Karınca Kararınca Felsefe
Yağmur düştü toprağa. Karıncanın gözü yaşlandı ama açıldı da. Uzunca bir tarihin tam ortasında hiçliği düşündü karınca. Karınca kararınca bir yolun tam ortası, biraz çekingen çokça da deli bir hükümranlıktı bu. Şehirler kurmuşlardı, kabileler, çadırlar, kuleler, zindanlar… Daha neler neler yapmışlardı boşluğa. Tutunmak, bir diğeri olmamak, hep büyümek ve kendin kalmak. Karınca bunları da düşündü, gözü yaşlıydı, toprak ıslanıyordu durmadan. Aydınlığı ve karanlığı anlayamıyordu. Aynı anda kalamayışlarına hayıflanıyordu, merak ediyordu huzmesini karanlığın. İç içe birkaç güneş hayal ediyordu ve birkaç gece. Dallanmış, budaklanmış bir gölgesi de olsaydı hele zamanın. Altına şöyle uzansaydı dost karıncalar. Sevgili karıncalar sevişselerdi utana sıkıla.
İlk hangi karınca utanmıştı acaba?.. İlk hırsız karınca kimdi?..

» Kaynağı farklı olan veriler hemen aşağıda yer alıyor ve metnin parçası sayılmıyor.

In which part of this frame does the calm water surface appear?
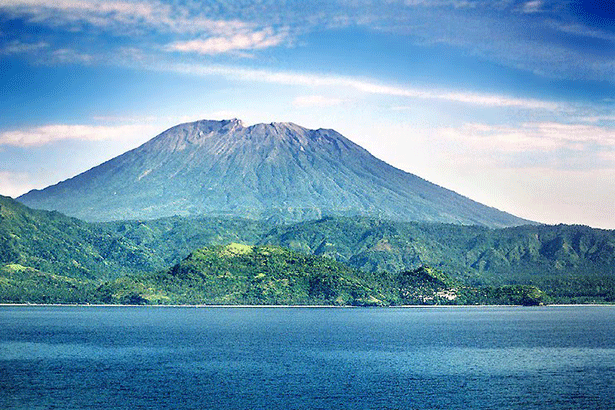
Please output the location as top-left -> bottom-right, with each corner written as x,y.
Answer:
0,306 -> 615,410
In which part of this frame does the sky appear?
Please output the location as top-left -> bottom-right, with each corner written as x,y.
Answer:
0,0 -> 615,229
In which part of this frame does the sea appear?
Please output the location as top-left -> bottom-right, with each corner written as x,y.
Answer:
0,306 -> 615,410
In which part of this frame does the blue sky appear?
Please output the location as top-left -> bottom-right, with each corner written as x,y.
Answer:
0,0 -> 615,229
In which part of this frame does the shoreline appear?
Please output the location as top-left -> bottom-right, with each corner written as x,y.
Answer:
0,303 -> 615,309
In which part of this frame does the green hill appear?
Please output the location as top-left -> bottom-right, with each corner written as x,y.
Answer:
0,196 -> 163,279
0,197 -> 615,303
124,244 -> 388,305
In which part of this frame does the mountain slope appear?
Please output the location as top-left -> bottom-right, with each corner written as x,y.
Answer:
0,196 -> 163,279
18,120 -> 527,227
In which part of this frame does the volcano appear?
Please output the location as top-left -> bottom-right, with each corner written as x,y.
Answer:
18,119 -> 529,227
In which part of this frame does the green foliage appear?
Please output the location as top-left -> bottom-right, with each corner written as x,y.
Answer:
0,196 -> 162,279
0,197 -> 615,305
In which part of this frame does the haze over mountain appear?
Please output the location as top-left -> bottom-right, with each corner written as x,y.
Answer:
18,119 -> 528,227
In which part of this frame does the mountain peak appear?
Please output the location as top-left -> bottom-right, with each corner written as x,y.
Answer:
19,119 -> 527,227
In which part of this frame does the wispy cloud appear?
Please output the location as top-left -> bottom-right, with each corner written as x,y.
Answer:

İlk şiiri hangi atası yazmıştı ya da ilk şarabı hangisi içmişti ay ışığında. Koşmayı, gülmeyi, hazzı, acıyı, nefreti ve daha birçoğunu da düşündü. Beynini düşündü karınca ülkesinin. O çok farklıymış gibi anlatılan ama aslında hep benzer medeniyetler kurmuş beyinleri. Yüreğin ve aklın kesiştiği o ilk karıncayı aklına getirdi. Hangisini seçmişti, neyi seçmişti de böyle olmuştu her şey. Yanlışa yanlış, doğruya doğru diyen o ilk karıncayı düşündü ardından. Ne çok karınca vardı düşünecek, ne çok…
Bir adım attı tarihinin tam ortasından karınca. İleri mi geri mi bilinmez ama artık zamanı oynatmıştı, bir kere daha canlandı saati, uzunca yıllar nefes nefese koşacaktı. Hayrete düştü karınca, ne çok renk vardı böyle, ne çok taş… Kanatlar, kollar, yollar. Yüksek kahkahalar işitti, sessiz iç çekişler. Feryadın yamacına zevkin sırtına düştü kimi zaman. Kimi zaman insan rüyalarına. Kitaplar da vardı karıncaları anlatan, ne çok yalanla doluydular. Mutlu muydu karıncalar?.. (-mu?..)
Devasa bir yapının karşısında durdu karınca, heybetlice bir bakışla bakıyordu yelkovan, akrebini sergiliyordu karıncaya gururla. Toprağa yaslandı karınca, geldiği ve gideceği yolları düşündü bir an. Gitmenin ve gelmenin büyüttüğü takvimleri düşündü. Rüyalarını düşündü düşlerinden türeyen. İlk karıncayı ve son karıncayı düşündü istemeden. Sahi nerdeydi acaba son karınca?.. (İlk karıncanın heybesinde mi?..)
Güneş bakışlarını dağlara vurdu, karınca yavaşça uyudu.